What happened to uterque

The decision to close the Uterqüe stores was made public last September. It is the second time that the multinational decides to eliminate a brand. In 2006 he did it with Often, a menswear chain that did not reach 40 stores in Spain and Portugal. He teaches that he failed to gain a foothold in the market and that today hardly anyone remembers.

Basically it is a problem of dimension within the group, of presence, especially when compared to Massimo Dutti, which, in theory, is the brand that most closely resembles it.

At the end of the last full year (Inditex closes its accounts every January 31 and for 2021 there is still no data), Uterqüe had 85 stores in 16 markets compared to 677 for Massimo Dutti, which is in 74 countries. The first had revenues of 75 million euros; the second, of 1,197 million.

Was Uterqüe too small to have a life of its own? Profitable it was, although for the minimum. In the 2020 financial year, which includes the months in which the establishments did not operate due to the pandemic, Uterqüe had a profit before taxes (BAI) of one million euros, according to the latest report of the Galician group, which does not reveal net profits by chain . A year earlier, that BAI was 9 million, but in 2018 and 2017 it had remained at 5 million euros.

Beyond the economic data, Inditex justifies the closure of Uterqüe by the change of strategy communicated in 2020. In June of that year, after the confinements, Inditex published the first red numbers since it went public in 2001. It lost 409 million euros.

What's more, announced the closure of up to 1,200 establishments in two years – between 250 and 300, in Spain – and that's where the more than 80 Uterqüe stores will enter.

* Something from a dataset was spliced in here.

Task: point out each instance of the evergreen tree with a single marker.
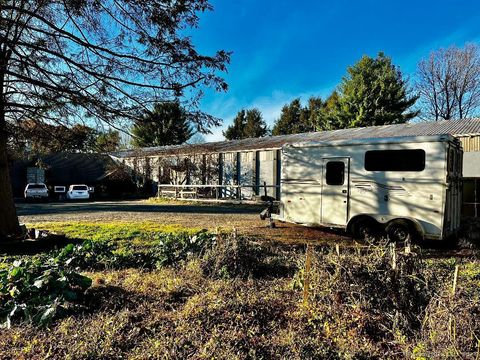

He also reported that his investments were turning towards digital stores, to which he would allocate 1,000 million euros. It "is going to significantly transform the company's profile," Pablo Isla justified investors.

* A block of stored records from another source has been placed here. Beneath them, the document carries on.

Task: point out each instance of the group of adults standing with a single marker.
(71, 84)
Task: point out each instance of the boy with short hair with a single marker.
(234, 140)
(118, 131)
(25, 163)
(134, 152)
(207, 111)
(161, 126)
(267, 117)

And not only is closing Uterqüe. In recent months, Inditex has also lowered the blinds of the Bershka, Pull & Bear and Stradivarius stores in China, according to the economic newspaper 'Cinco Días'. Brands that in the Asian giant already only operate 'online'.

Uterqüe, corporately, is already integrated within Massimo Dutti. At the moment it will be sold on its website and in certain stores, but its long-term future is not yet designed.

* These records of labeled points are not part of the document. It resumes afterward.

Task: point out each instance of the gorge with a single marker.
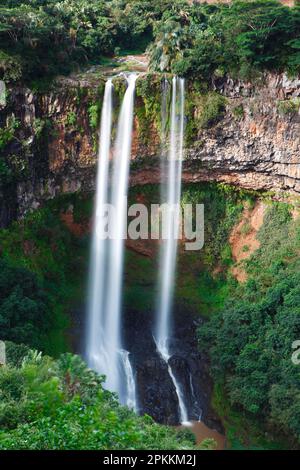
(257, 151)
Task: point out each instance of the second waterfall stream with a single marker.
(172, 169)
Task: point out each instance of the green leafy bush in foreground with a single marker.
(48, 404)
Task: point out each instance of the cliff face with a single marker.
(250, 136)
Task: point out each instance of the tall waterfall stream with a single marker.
(105, 345)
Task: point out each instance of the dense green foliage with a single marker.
(241, 39)
(47, 404)
(250, 340)
(24, 313)
(40, 281)
(43, 38)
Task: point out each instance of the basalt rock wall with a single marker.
(246, 134)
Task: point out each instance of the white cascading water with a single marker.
(104, 346)
(116, 243)
(95, 351)
(169, 245)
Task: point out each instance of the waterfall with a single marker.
(116, 243)
(96, 351)
(172, 169)
(104, 344)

The process of closing the Uterqüe stores will take place in the coming weeks and, according to Inditex, the objective is to conclude it before the end of the first quarter of the year.

But, in parallel, it remains to be seen what will happen to the almost 200 employees it has in Spain, according to Ángeles Rodríguez Bonillo, Trade Coordinator of the Federation of CCOO Services. She also explains that on January 10, the company announced that it was opening a procedure for the substantial modification of the working conditions and geographical mobility of workers, based on article 41 of the Workers' Statute.

At the moment, Rodríguez Bonillo points out, two meetings have been held in a negotiation process that will take place until next Wednesday and where the company has conveyed that its intention is to relocate the affected workforce. "We have been told that the closure is part of the company's transformation process and we cannot influence that. What we ask is that the conditions be guaranteed and that it not affect the workers of Massimo Dutti either," says the CCOO representative.

Specifically, they demand that the entire Uterqüe workforce be relocated either to Massimo Dutti or to any other brand of the group, that even if there is geographical mobility, the closest alternative is chosen and that hiring hours and working hours are maintained, in a that contracts from Monday to Saturday do not become contracts from Monday to Sunday.

If there is an agreement with the representatives of the squad, it will be known in a week. Meanwhile, to find out more details about the future of Uterqüe under the umbrella of Massimo Dutti – and the general situation of Inditex – we have to wait until March 16, when it will present its 2021 results. That day, too, will be the last meeting with the investors of Pablo Isla.